Inaccurate resume is real. Any HR professional should not have inadequate employee vetting. Even a business, who doesn’t have a dedicated human-resources department, can still vet potential employees. The key is to slow down and think through your choice of applicants.
Here are more advice on resume lie-detecting:
Interview multiple people for a single position, and call promising candidates back for a second, or even a third, interview. Although this is time-consuming for both of you, it is a valuable way to gain insight into the person you are thinking of hiring.
When you interview someone, try to have other managers in the room. It is important to get feedback from colleagues about potential hires. Another manager’s gut instinct could save you from making a potentially costly mistake.
Internet search tools and social networks are good resources for checking on applicants. It is wise to do a background check on each new hire. Companies such as IntelliCorp provide employee-screening services for small and midsize businesses.

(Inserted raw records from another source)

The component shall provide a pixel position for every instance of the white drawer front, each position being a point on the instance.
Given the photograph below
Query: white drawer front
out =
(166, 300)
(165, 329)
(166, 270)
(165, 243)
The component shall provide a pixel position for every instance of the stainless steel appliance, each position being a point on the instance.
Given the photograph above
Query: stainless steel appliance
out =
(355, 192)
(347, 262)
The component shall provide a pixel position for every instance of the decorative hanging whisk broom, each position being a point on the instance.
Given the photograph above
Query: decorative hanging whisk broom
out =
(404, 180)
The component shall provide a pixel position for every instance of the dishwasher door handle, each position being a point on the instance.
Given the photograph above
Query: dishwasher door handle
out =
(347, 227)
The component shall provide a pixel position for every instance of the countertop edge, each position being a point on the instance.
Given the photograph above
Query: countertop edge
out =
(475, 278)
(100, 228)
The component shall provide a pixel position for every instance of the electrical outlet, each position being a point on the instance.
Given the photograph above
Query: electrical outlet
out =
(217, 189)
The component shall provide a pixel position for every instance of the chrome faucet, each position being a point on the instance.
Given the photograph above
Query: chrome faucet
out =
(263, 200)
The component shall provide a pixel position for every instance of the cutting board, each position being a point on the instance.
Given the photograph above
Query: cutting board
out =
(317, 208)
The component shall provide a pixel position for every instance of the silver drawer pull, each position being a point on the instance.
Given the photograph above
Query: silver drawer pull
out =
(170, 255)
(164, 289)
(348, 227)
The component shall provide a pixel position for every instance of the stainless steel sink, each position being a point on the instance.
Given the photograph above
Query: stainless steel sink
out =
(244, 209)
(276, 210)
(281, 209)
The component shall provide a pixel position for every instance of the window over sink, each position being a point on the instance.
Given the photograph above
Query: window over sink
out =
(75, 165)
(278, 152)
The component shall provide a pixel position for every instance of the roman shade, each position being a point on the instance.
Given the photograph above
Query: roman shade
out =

Decide first how wide and deep you want to go, and then choose a service that meets your needs. As a minimum measure, check potential employees’ criminal records and citizenship status. Looking into their credit history or asking them to submit to a drug test are further steps you can take.
Interview candidates who have been recommended by people you trust. But even then, you should still conduct your own background check on the person. With a candidate who doesn’t have a personal recommendation, you should search out personal references.
Go beyond those listed on his resume. Reach out to former co-workers or others who can verify the applicant’s employment history and give you insight into the person’s character.
Although it is necessary to take precautions when adding someone to your company, lying on resumes is uncommon, especially in our age of information transparency.